Database migrations

We use alembic for our database migrations.

Create a new migration

This is explained on the API Github repository.

Browse migrations

They can be found on the API Github repository.

New column defaults

It’s important to be careful when adding new columns with default values. Though it’s tempting to do this all at once, setting the DEFAULT at ALTER TABLE time, this tends to cause locking problems and interruptions when working on a database in live use. The problem being that the operation has to take an exclusive lock on the table while each row is re-written with the new non-null default value. And this can take some time on larger tables, all the while regular users (even read-only ones!) can’t access the table in any way.

Further information:

The solution is to add the new column as a nullable, DEFAULT-less column initially and to set the default value in a second command. This will leave the existing rows as NULL but will use the default value for newly created rows. It is often suggested that the existing rows are left to be back-filled by setting each row’s value to its default whenever an old row needs to be updated and allowing the values to be populated “naturally” over the course of time, however I suspect in practise people would find this difficult to manage and annoying if they’re itching to be able to apply a NOT NULL constraint to the new column.

In such situations one possible approach may be to set rows to their defaults afterwards in batches using UPDATE commands.
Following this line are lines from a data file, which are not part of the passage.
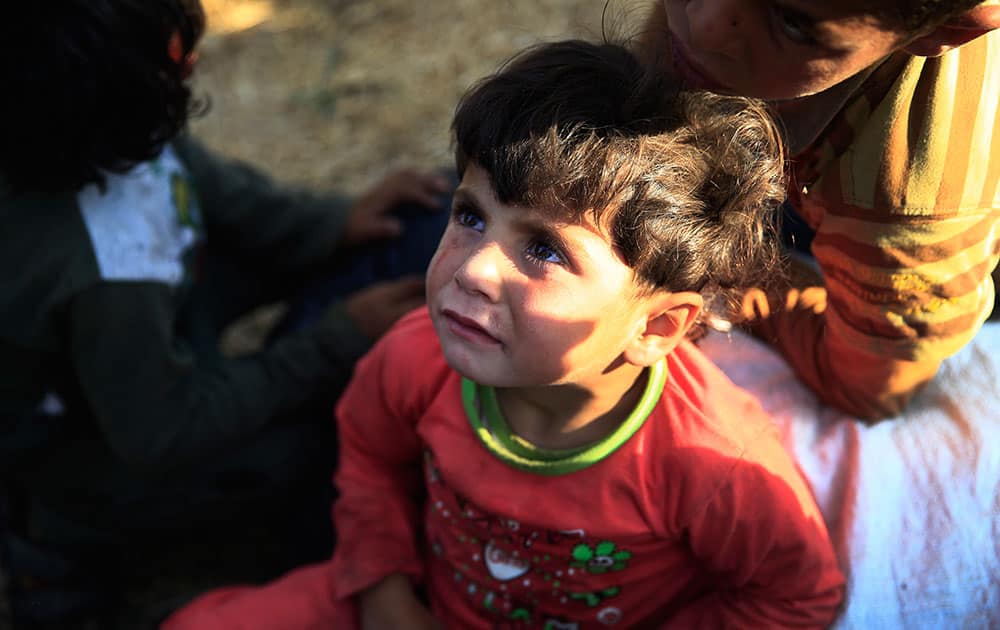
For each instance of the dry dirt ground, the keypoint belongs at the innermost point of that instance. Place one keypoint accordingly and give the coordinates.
(333, 94)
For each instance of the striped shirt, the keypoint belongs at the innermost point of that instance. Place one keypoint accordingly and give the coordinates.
(903, 191)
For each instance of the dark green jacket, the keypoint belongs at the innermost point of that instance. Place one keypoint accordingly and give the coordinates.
(92, 284)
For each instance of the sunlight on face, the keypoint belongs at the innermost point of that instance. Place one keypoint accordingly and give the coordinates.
(232, 16)
(518, 300)
(772, 49)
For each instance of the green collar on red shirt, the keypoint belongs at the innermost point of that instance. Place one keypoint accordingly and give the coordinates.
(487, 421)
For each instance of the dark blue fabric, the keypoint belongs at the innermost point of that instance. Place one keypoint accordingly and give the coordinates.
(796, 235)
(384, 260)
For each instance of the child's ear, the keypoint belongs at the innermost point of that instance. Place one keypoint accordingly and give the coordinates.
(670, 316)
(956, 31)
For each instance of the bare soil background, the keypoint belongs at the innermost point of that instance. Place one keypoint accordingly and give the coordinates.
(333, 94)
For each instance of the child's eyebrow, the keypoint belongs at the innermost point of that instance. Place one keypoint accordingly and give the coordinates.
(464, 195)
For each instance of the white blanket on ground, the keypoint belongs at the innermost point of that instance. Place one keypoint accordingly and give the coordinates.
(912, 503)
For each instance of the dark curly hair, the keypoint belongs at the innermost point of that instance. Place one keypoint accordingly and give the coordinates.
(687, 184)
(917, 16)
(90, 86)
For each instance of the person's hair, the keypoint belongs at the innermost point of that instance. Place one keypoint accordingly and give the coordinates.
(687, 184)
(90, 87)
(915, 16)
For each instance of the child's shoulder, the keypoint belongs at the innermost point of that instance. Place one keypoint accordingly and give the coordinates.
(717, 413)
(405, 369)
(410, 347)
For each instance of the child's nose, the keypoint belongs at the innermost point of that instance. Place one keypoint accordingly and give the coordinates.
(716, 25)
(481, 271)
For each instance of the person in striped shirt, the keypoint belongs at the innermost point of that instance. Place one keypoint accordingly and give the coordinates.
(890, 113)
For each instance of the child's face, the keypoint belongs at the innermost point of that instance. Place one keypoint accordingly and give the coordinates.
(774, 49)
(518, 300)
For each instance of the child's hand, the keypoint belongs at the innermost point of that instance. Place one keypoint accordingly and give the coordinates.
(371, 217)
(392, 605)
(377, 307)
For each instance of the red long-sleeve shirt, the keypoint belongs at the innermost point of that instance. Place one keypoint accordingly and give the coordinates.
(690, 516)
(697, 519)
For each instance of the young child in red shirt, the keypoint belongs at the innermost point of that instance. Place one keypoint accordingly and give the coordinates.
(542, 446)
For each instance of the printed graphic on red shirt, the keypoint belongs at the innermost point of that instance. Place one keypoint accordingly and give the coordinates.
(520, 576)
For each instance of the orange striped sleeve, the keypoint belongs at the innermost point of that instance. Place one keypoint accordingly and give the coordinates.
(908, 218)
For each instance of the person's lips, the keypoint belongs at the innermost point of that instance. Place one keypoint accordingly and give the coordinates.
(468, 329)
(692, 73)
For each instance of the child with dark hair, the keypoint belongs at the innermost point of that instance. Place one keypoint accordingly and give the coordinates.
(891, 113)
(126, 249)
(541, 446)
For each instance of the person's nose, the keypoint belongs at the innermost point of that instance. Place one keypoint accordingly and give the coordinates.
(717, 25)
(482, 271)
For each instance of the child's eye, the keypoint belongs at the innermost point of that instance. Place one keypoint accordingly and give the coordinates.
(795, 26)
(466, 217)
(543, 251)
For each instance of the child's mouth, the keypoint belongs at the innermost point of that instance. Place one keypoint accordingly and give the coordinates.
(693, 75)
(468, 329)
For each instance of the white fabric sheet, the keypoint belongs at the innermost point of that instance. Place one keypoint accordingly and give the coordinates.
(912, 503)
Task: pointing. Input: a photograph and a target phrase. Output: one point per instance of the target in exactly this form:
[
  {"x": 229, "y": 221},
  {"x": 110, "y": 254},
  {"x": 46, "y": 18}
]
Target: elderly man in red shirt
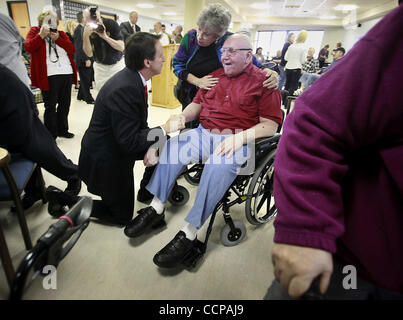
[{"x": 232, "y": 114}]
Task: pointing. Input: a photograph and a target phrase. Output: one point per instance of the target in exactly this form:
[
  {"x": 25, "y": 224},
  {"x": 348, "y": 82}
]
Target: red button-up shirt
[{"x": 238, "y": 102}]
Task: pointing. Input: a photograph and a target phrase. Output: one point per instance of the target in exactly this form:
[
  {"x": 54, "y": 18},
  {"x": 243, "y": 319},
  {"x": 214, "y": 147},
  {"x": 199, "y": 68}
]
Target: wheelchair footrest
[{"x": 195, "y": 255}]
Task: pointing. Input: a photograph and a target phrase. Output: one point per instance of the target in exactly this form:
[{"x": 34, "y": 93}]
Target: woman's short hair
[
  {"x": 215, "y": 18},
  {"x": 69, "y": 26},
  {"x": 289, "y": 36},
  {"x": 45, "y": 14},
  {"x": 302, "y": 36},
  {"x": 140, "y": 46}
]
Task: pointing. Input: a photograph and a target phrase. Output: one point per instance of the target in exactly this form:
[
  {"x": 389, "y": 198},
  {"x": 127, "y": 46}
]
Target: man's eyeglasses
[{"x": 232, "y": 51}]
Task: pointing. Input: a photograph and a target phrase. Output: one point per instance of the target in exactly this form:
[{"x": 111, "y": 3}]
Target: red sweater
[{"x": 36, "y": 46}]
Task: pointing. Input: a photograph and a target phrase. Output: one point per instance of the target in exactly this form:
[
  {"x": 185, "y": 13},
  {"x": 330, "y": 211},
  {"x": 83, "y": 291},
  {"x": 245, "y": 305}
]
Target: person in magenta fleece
[{"x": 338, "y": 177}]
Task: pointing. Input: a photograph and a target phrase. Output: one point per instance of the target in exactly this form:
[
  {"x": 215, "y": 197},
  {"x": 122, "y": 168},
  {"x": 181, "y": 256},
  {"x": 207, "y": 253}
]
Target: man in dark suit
[
  {"x": 83, "y": 62},
  {"x": 21, "y": 131},
  {"x": 129, "y": 27},
  {"x": 118, "y": 133}
]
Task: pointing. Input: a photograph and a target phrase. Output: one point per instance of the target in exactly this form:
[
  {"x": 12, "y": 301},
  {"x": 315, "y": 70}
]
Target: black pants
[
  {"x": 41, "y": 148},
  {"x": 336, "y": 291},
  {"x": 59, "y": 94},
  {"x": 118, "y": 208},
  {"x": 292, "y": 77},
  {"x": 85, "y": 84}
]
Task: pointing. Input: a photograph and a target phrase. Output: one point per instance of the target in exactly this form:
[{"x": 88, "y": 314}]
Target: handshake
[{"x": 175, "y": 122}]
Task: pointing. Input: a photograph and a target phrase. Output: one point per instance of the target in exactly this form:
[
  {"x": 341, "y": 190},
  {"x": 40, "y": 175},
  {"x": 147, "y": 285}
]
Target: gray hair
[
  {"x": 246, "y": 32},
  {"x": 215, "y": 18}
]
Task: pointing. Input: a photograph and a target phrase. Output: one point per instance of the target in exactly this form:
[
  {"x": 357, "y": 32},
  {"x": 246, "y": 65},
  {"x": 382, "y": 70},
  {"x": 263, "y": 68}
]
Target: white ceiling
[{"x": 269, "y": 12}]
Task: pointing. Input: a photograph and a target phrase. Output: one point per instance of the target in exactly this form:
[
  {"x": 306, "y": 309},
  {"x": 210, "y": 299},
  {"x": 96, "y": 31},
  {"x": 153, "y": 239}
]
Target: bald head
[
  {"x": 133, "y": 17},
  {"x": 157, "y": 27},
  {"x": 237, "y": 54}
]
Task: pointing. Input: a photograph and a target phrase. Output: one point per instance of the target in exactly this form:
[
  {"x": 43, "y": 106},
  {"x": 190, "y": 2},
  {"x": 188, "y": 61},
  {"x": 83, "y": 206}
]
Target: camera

However, doing all of these in the same transaction wouldn’t solve the problem as UPDATE touching a row takes an exclusive lock on that row, and locks are only released at the end of a transaction. By the end of the transaction, all rows would be locked. To be effective, each of these batch updates would have to be done in their own transaction and probably therefore separate migrations. So the table-altering migration would be followed up by a number of (let’s say, 8?) similar migrations which simply performed one of the commands:

UPDATE some_table SET some_new_field = DEFAULT WHERE id % 8 = 0;

through:

UPDATE some_table SET some_new_field = DEFAULT WHERE id % 8 = 7;

This has the advantages that only 1/8 of the table ever gets locked at a time and that 1/8 only gets locked for 1/8 of the time. 8 is only chosen as an example here, but I don’t expect any developer will have the patience to create many more migrations than that.

These could now be safely followed up by a migration that adds a NOT NULL constraint if so needed.